Code Monkey home page Code Monkey logo

azure-machine-learning-pipeline-observability-sample's Introduction

page_type languages products
sample
python
azure-machine-learning
azure-event-grid
azure-functions

Master lint and test

Azure Machine Learning(AML) Pipeline Run Observability

Here is the approach which we can use to record metrics about an Azure Machine Learning Pipeline Run. We will be using an event driven approach as Azure Machine Learning has a well defined integration with Azure Event Grid for machine learning events.

Overview

Architecture Overview

  • As shown in the above image Azure Machine Learning is an event source and Azure Function is an event sink here. All of these Machine learning events will be published & consumed via Azure Event Grid. Inside Azure Function we can record this pipeline run metrics to Azure Application Insights or to any other data/metric store of your choice.
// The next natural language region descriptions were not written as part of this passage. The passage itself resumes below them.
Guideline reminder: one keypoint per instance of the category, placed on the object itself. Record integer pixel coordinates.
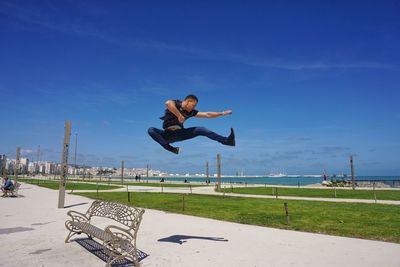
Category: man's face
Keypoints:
(190, 104)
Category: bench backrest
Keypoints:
(129, 216)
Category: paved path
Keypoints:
(32, 233)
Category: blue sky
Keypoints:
(309, 82)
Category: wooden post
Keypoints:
(353, 185)
(287, 213)
(122, 172)
(64, 165)
(219, 172)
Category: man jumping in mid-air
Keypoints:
(175, 115)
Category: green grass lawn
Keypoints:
(51, 184)
(368, 221)
(314, 192)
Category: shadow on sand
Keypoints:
(180, 239)
(74, 205)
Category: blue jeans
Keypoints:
(165, 138)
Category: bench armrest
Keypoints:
(77, 216)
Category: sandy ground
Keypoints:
(32, 232)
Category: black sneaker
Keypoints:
(231, 139)
(172, 149)
(176, 150)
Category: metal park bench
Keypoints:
(12, 192)
(119, 241)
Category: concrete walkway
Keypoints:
(32, 233)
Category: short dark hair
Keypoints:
(192, 97)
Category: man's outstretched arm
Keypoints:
(211, 114)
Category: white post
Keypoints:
(64, 164)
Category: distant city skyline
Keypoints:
(309, 83)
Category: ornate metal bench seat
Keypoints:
(118, 242)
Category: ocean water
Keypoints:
(277, 180)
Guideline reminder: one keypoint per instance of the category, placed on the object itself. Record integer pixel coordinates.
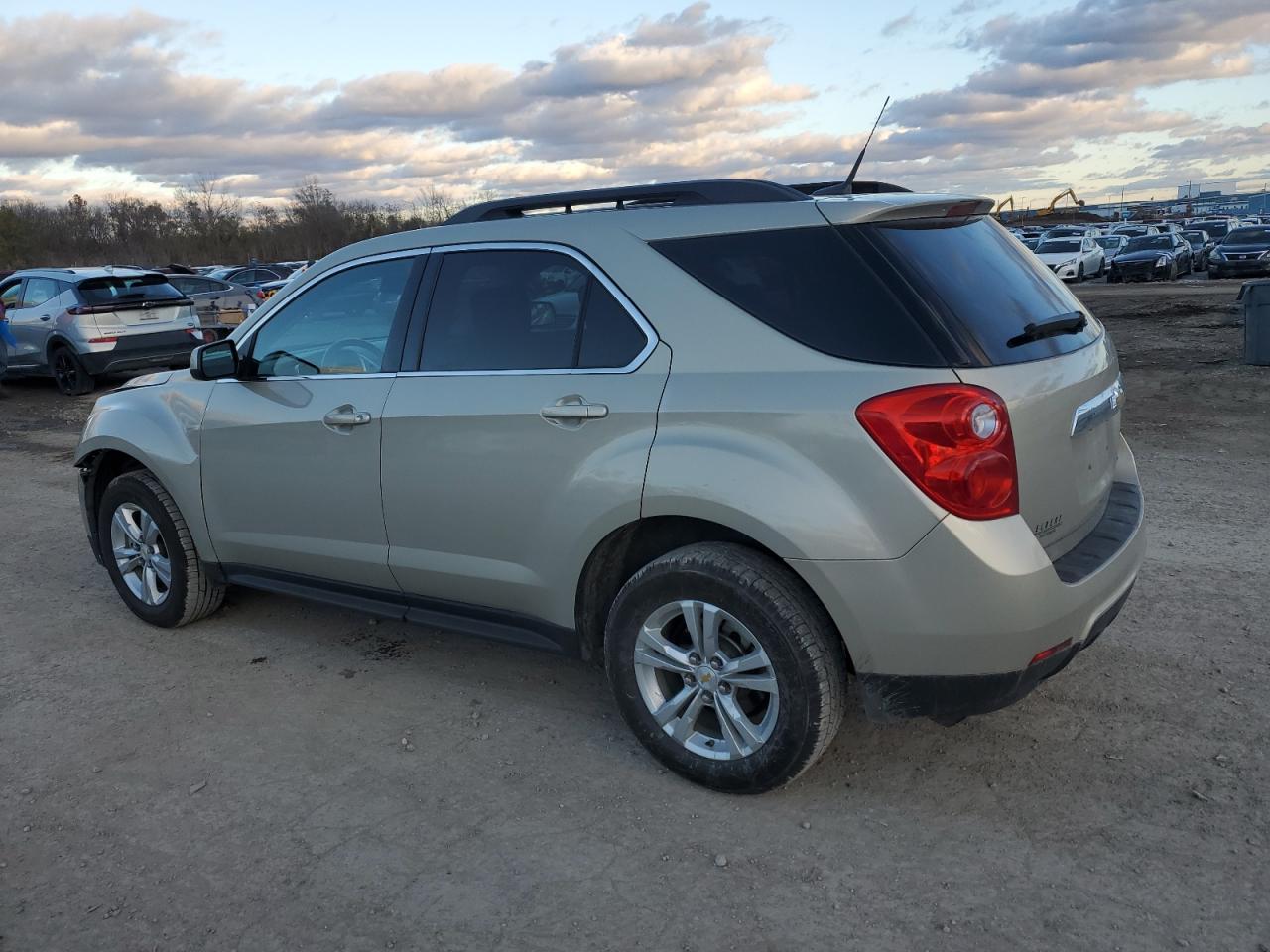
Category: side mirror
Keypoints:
(214, 361)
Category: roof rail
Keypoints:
(671, 193)
(857, 188)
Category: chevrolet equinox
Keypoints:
(737, 440)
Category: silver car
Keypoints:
(786, 442)
(79, 324)
(220, 303)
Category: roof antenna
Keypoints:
(844, 188)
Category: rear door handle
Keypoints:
(341, 419)
(572, 411)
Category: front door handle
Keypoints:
(572, 411)
(341, 419)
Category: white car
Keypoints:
(1072, 258)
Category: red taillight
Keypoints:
(952, 440)
(1049, 652)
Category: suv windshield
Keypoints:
(1058, 245)
(127, 287)
(1248, 236)
(1147, 243)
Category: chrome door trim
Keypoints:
(1093, 411)
(651, 339)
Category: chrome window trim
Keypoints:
(651, 339)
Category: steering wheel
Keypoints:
(352, 356)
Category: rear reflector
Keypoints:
(952, 440)
(1049, 652)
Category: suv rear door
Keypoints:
(521, 434)
(291, 451)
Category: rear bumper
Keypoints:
(134, 353)
(952, 698)
(1232, 270)
(952, 627)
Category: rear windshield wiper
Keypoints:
(1067, 324)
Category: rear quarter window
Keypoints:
(810, 285)
(983, 287)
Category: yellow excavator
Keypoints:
(1060, 197)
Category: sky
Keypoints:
(385, 99)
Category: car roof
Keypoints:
(77, 275)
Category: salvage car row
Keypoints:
(1152, 250)
(79, 325)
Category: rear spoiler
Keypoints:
(80, 309)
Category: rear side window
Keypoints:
(983, 287)
(10, 296)
(126, 287)
(525, 309)
(810, 285)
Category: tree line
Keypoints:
(203, 225)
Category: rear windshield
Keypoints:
(982, 286)
(126, 289)
(1150, 243)
(921, 294)
(1248, 236)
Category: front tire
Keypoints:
(68, 372)
(725, 666)
(150, 553)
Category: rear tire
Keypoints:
(68, 372)
(144, 538)
(683, 702)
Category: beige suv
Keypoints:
(740, 443)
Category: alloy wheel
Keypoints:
(140, 553)
(706, 679)
(66, 372)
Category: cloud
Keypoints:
(118, 99)
(899, 24)
(1056, 85)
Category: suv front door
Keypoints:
(33, 320)
(521, 435)
(291, 451)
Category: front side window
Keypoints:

  • For every Azure Machine Learning pipeline run it will publish an event on Azure Event Grid.

  • Event Grid event schema is defined here.

How To Publish ML Events to Event Grid

  • To setup Event Grid integration using Azure portal please follow given instructions here.

  • To setup Event Grid integration using Azure Cli please follow given instructions here.

  • Azure Machine Learning provides events in the various points of machine learning lifecycle. See them here.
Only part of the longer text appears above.